- Location: Bihor County
- Country: Romania

Specifications
- Length: 14.5 km (9.0 mi)

Geography
- Start point: Crișul Repede at Vadu Crișului
- End point: Crișul Repede near Aleșd
- Beginning coordinates: 46°58′53″N 22°30′28″E﻿ / ﻿46.9815°N 22.5079°E
- Ending coordinates: 47°02′52″N 22°23′30″E﻿ / ﻿47.0479°N 22.3918°E

= Vadu Crișului – Aștileu Canal =

The Vadu Crișului – Aștileu Canal (called colloquially Canalu de Apă) is a canal in Bihor County, Romania.
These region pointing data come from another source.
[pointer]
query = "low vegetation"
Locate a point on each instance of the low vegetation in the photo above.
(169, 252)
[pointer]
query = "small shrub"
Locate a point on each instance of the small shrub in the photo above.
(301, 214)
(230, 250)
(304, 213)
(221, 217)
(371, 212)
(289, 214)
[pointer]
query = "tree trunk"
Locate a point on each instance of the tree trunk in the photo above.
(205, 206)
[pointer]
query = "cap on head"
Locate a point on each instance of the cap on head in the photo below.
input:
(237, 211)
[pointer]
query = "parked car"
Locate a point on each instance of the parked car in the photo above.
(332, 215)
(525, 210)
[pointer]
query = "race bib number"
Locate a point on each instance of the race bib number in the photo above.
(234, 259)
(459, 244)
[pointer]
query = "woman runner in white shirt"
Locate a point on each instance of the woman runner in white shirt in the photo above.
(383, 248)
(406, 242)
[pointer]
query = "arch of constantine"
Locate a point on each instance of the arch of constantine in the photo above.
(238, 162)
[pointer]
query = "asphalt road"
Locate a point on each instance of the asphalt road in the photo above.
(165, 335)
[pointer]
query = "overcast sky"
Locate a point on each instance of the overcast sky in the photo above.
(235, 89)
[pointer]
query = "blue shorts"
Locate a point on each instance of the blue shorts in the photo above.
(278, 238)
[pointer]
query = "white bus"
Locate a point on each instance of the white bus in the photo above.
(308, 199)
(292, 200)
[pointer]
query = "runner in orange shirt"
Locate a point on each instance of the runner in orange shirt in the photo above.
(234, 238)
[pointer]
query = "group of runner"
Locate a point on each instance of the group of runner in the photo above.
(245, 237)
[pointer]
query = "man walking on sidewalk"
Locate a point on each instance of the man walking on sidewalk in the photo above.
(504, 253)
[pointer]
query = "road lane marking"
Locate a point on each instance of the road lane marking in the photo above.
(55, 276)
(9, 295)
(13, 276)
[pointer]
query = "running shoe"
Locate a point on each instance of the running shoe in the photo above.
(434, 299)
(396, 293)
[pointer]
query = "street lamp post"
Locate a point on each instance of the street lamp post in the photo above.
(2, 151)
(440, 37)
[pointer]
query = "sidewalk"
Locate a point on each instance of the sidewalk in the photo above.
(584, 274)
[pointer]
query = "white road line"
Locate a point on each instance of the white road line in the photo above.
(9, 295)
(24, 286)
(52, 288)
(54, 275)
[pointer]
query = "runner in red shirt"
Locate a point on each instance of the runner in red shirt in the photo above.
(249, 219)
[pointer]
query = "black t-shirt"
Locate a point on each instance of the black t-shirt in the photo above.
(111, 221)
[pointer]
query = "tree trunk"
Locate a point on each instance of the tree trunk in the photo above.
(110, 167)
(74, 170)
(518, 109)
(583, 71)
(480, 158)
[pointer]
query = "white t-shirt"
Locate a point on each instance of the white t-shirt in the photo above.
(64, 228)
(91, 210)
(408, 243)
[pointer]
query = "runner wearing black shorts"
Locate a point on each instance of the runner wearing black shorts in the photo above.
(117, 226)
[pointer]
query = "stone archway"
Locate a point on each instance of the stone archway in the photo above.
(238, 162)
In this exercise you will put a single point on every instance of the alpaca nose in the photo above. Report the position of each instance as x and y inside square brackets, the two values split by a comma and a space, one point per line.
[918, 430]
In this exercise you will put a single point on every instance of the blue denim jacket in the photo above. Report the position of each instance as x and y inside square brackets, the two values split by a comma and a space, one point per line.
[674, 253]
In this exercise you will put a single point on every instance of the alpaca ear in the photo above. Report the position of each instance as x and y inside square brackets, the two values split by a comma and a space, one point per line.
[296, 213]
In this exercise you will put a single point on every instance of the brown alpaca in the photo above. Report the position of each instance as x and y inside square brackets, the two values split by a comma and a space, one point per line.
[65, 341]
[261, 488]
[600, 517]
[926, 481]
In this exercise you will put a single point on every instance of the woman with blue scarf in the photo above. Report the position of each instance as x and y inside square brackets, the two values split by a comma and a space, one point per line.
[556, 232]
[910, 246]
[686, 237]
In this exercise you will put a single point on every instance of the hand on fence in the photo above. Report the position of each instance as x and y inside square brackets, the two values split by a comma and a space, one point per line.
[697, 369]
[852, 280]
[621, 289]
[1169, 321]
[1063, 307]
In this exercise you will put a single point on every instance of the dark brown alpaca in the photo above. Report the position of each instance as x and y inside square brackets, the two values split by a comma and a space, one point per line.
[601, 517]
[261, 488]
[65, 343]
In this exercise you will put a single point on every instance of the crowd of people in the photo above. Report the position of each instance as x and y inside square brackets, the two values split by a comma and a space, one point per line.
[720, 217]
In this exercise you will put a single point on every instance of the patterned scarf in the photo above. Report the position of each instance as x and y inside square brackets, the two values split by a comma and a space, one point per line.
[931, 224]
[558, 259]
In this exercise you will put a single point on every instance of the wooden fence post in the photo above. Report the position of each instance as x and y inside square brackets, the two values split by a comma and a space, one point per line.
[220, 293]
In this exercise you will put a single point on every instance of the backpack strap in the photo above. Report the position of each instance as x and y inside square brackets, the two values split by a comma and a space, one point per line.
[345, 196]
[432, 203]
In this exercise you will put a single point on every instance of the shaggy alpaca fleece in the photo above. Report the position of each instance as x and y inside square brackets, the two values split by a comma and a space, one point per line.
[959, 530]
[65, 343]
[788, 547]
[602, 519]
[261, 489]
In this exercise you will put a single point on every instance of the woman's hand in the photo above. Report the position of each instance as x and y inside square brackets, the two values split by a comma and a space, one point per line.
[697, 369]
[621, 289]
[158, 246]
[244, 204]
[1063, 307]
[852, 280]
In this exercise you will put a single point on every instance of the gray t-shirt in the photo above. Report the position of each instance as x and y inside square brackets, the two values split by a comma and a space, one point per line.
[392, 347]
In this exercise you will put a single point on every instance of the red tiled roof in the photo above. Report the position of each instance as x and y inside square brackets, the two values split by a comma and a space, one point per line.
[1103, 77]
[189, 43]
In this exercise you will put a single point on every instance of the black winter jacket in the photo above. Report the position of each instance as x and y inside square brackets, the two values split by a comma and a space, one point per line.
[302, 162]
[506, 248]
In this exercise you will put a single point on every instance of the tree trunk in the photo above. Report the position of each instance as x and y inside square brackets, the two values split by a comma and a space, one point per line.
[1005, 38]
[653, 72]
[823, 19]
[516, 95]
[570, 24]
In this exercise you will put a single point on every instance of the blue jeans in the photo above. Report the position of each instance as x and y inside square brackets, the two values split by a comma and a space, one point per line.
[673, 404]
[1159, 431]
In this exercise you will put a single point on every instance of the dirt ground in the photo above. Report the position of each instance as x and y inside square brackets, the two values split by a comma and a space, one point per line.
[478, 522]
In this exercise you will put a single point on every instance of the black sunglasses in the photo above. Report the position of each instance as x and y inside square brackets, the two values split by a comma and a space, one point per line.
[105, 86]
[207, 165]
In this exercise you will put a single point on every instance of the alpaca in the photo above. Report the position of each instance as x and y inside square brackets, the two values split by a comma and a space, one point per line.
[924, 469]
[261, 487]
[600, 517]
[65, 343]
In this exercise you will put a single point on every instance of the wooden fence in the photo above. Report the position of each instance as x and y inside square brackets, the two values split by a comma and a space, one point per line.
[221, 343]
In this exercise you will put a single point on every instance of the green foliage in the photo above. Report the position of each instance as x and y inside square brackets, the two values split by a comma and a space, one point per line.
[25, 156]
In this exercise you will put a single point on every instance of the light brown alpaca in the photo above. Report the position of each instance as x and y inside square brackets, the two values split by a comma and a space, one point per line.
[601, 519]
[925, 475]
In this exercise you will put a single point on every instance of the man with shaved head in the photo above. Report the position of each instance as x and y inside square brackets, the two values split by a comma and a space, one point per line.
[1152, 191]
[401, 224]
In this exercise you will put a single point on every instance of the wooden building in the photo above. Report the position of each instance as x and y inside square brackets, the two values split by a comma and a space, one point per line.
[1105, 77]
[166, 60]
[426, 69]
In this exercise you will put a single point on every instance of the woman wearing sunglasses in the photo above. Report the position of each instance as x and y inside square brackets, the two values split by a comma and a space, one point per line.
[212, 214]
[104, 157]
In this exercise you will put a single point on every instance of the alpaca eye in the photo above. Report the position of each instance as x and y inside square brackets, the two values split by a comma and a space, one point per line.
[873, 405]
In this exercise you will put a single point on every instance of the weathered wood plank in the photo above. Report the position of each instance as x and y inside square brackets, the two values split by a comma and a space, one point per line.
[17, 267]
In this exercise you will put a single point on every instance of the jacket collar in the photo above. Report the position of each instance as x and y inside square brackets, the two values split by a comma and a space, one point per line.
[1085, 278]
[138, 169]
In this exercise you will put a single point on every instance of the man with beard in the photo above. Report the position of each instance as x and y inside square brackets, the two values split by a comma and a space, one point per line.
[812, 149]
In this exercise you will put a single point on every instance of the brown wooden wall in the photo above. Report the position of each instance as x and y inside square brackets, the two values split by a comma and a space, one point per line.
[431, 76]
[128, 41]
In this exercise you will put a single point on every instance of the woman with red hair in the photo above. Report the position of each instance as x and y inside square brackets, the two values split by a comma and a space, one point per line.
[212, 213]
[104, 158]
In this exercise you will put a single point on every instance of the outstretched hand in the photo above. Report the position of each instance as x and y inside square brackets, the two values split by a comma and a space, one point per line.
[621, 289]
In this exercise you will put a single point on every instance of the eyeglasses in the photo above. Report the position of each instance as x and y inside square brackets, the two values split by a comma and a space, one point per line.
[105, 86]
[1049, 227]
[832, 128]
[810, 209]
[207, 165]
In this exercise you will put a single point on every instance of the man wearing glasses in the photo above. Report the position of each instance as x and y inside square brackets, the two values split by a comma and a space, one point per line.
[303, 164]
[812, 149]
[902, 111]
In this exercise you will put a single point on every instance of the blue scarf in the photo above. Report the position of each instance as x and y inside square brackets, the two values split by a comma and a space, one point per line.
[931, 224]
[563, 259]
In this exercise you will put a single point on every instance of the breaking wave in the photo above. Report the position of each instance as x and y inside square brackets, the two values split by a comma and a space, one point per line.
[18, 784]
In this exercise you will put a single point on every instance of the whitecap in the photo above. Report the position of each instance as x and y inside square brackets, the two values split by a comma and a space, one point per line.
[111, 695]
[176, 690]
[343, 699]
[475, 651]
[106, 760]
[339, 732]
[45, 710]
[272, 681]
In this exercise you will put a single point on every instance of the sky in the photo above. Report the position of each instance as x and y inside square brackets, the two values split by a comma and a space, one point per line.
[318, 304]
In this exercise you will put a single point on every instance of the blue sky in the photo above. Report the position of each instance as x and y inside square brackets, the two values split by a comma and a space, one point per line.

It diverts part of the discharge of the river Crișul Repede for the supply of the Aștileu hydroelectric plant with an installed capacity of 2.8 MW. It is 14.5 km long. The canal was built in 1954. It starts near the village of Vadu Crișului and runs parallel to the course of the Crișul Repede, running in the proximity of the villages Birtin, Dobricionești, Josani, Măgești and Aștileu, finally connecting with the Crișul Repede near the town of Aleșd. The canal also catches the discharges of the tributaries of the Crișul Repede it intersects.